Tonight, I again proudly accept that nomination for President of the United States. But I have news for you. This time there is a difference. This time we are going to win!
Richard Nixon, 1968
The Fall
Nixon’s White House immediately took action against the establishment, who, from his view, seemed to him to have a vendetta just because he was breathing. He wiretapped the “east-coast” reporters and unleashed a volatile and unpredictable Vice President who condensed all his ideals in an unkempt raw form, free of Nixon’s political gleam he had acquired throughout his career. Nixon played the game; it yielded an impressive landslide 1972 election victory, 521 to 17, against Senator George McGovern, who again represented in an extreme form the ‘liberal, draft dodging, drug-using hipped who were degrading and destroying America’ that Nixon vehemently hated. The sweet taste of victory wouldn’t last long. His bag of tricks would soon be on display for all to see. Though it is unclear that Nixon had a direct hand in Watergate itself, he gave a free hand to his campaign to use any means necessary to re-elect him. He’d done action like this before, like ordering a break into the office of Daniel Ellsberg’s psychiatrist (the reporter who leaked the Pentagon papers); this break-in was routine for the Nixon Whitehouse. On June 17th, 1972, a break-in that attempted to wiretap the offices of the Democratic National Convention was caught red-handed.
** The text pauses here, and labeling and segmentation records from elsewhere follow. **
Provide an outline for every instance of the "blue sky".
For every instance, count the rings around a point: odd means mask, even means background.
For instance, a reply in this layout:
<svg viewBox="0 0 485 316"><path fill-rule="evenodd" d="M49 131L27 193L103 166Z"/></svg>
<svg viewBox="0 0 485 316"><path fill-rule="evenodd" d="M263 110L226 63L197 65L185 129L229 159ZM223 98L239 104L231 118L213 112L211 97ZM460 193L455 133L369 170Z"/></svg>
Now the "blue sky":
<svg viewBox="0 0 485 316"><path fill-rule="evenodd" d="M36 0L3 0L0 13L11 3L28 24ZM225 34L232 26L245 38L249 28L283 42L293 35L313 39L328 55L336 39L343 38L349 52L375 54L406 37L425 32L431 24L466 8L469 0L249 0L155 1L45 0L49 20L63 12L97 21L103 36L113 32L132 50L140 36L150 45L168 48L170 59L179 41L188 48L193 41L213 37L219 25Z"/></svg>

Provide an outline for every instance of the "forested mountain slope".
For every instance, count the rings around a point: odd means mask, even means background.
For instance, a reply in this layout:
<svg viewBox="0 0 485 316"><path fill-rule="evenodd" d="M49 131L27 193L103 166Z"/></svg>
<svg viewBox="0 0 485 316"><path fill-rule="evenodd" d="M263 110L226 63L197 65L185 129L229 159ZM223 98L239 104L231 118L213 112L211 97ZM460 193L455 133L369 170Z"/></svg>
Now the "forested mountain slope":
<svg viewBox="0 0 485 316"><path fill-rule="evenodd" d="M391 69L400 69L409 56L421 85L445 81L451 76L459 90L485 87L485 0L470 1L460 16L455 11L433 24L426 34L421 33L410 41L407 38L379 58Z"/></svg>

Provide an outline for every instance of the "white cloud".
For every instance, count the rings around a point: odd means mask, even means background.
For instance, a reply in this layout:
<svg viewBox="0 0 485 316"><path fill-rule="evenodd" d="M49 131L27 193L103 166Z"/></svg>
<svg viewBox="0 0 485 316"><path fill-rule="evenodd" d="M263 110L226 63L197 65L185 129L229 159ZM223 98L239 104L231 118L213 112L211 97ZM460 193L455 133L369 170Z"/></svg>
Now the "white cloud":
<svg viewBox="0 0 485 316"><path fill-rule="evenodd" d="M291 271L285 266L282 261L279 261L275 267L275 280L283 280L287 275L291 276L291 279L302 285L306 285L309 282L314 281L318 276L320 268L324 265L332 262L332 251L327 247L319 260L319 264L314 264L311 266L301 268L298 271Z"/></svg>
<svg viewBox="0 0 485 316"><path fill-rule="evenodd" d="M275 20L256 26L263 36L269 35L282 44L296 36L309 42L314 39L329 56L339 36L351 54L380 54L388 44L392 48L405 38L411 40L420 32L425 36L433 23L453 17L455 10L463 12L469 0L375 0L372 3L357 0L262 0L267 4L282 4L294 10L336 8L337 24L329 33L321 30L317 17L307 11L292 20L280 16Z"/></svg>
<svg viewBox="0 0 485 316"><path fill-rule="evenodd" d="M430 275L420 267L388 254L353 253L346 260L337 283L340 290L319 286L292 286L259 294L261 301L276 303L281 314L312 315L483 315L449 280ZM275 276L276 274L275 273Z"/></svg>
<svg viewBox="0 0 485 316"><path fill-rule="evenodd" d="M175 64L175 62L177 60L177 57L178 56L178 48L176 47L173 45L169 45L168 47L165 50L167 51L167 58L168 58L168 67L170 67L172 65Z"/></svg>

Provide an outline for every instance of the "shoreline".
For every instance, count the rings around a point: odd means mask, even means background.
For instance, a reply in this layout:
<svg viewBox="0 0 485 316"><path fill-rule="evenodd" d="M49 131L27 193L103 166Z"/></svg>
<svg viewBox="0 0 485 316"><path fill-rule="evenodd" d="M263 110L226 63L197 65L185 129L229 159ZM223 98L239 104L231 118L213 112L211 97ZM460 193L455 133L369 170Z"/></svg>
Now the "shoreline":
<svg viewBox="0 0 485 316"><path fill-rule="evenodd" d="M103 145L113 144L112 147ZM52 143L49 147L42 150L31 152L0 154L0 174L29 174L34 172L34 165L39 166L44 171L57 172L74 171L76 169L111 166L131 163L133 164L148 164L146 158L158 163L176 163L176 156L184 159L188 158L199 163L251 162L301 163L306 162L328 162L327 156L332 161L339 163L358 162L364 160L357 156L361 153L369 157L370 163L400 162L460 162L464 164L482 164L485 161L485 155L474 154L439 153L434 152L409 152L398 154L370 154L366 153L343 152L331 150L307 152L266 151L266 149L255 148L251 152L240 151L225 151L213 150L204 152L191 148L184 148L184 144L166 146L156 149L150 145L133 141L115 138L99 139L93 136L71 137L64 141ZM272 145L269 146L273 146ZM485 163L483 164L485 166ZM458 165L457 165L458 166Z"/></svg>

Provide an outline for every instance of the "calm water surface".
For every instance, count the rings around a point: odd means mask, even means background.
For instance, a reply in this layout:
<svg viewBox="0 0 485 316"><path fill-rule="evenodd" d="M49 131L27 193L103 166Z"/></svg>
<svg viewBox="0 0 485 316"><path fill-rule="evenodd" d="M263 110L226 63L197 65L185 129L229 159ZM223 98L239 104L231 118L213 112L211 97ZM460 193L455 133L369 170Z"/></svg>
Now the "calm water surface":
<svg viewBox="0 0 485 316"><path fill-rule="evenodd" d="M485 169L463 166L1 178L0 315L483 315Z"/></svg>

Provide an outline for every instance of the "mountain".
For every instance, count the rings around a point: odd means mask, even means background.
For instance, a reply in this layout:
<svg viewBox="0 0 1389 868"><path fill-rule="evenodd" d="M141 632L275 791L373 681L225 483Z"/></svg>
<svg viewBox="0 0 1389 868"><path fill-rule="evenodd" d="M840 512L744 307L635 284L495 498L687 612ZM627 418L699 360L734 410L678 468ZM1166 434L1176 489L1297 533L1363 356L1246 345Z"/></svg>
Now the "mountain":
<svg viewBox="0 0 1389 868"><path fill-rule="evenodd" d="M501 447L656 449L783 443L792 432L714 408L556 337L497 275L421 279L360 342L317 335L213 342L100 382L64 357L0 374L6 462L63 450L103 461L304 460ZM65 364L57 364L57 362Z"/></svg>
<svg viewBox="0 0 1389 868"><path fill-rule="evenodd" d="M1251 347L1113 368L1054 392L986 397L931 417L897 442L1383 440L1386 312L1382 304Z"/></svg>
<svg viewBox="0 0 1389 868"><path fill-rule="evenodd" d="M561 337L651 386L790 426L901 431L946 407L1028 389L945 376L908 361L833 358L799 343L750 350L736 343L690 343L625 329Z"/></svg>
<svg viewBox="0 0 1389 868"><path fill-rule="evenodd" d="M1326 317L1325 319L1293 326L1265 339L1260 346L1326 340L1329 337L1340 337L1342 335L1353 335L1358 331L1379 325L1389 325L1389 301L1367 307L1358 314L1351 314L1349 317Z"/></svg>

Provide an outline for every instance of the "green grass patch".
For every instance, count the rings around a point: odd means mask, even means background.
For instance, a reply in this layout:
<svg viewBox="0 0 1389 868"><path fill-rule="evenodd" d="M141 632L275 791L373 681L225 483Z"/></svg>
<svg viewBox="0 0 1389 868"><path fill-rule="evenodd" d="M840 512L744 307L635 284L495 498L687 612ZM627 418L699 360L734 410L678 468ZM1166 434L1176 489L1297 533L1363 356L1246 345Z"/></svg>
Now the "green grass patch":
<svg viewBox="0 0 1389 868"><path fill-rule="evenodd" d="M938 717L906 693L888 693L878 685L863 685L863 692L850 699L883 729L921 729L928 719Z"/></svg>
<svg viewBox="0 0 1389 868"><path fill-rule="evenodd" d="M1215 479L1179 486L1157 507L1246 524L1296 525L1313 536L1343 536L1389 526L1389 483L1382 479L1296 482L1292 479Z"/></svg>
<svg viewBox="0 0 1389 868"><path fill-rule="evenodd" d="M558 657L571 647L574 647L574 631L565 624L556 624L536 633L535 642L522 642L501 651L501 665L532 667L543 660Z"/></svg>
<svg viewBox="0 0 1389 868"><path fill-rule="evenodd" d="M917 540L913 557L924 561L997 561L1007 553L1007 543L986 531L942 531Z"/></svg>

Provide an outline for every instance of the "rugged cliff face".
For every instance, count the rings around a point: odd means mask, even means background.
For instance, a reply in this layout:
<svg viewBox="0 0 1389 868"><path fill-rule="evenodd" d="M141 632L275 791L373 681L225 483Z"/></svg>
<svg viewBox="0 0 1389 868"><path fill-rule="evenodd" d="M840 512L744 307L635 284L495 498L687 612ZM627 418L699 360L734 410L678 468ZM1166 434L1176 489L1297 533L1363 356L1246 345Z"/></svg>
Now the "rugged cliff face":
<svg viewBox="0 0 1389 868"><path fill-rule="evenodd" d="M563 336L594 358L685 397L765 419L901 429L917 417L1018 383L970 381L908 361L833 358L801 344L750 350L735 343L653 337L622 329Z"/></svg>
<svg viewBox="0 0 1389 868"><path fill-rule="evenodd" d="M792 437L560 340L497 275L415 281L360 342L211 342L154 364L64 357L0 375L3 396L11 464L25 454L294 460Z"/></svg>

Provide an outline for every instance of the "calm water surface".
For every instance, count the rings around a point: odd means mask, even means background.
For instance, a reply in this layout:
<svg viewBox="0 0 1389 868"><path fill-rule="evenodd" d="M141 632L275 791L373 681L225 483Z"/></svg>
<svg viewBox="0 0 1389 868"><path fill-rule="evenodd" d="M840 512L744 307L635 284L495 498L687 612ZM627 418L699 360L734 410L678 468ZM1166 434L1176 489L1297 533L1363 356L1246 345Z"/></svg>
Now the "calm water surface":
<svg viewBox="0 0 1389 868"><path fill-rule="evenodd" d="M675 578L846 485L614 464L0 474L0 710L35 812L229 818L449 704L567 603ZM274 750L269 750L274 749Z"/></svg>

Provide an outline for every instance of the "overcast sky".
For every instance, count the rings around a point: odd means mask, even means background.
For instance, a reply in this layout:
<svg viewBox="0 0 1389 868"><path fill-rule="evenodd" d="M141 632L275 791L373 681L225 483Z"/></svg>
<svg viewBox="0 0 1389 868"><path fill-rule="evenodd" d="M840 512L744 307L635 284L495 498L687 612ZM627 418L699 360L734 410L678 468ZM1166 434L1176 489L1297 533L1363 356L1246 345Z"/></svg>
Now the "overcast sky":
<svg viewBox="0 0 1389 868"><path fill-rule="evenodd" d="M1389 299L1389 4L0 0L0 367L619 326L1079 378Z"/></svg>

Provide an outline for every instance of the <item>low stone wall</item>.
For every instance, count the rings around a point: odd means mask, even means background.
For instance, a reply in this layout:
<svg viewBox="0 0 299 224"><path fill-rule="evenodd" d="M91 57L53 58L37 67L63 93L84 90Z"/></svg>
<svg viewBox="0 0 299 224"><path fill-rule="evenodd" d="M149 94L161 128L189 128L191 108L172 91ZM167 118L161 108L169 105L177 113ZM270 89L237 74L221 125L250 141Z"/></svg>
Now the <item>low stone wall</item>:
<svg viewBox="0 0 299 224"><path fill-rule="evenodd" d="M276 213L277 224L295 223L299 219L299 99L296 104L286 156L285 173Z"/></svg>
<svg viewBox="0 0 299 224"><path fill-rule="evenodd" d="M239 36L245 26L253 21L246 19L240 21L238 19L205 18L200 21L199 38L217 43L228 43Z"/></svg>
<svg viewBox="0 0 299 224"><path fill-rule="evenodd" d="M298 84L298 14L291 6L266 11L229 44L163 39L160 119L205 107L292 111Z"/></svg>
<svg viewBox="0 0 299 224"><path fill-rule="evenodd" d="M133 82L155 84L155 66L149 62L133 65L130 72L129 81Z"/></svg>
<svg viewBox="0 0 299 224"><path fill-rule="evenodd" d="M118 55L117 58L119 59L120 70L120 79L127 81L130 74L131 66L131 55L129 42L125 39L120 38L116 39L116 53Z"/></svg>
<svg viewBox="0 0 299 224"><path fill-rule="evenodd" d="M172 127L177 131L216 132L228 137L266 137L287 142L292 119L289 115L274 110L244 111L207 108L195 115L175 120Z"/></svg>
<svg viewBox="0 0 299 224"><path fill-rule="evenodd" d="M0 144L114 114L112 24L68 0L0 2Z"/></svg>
Five men in suits raised their hands, caught like sheepish children who had just broken their mother’s favorite vase. It would lead to their arrest and trickle to the top and knock out Nixon associates one by one.

The Character
Now, on August 8th, 1974, the bitter warrior gave up his fight this time. The pressure was now too high to linger around and fight. The wounded dog didn’t have any more “kick” left in him; it was over, and it was his time to go. In a speech the next day to the White House staff, he decried hatred as the ultimate destruction of a man: “Always remember others may hate you, but those who hate you don’t win unless you hate them and then you destroy yourself.” It’s ironic that a man who made hatred a primary motivator had an 11th-hour epiphany on his political deathbed as he breathed his last gasps for air. The humble country boy became what he swore to annihilate: the same establishment that used tricks to bend will, the same Machiavellian machinations they used. He was never like them, even now, yet he became like them, annihilated by the same vitriol used to achieve their aims. All the embittered disgraced warrior could do was watch forlornly at the White House; with one more glance, the final cruel twist of irony, he looked into the cameras, waved his iconic V for victory, and waved goodbye. It wasn’t them who defeated him. It was Nixon who defeated Nixon.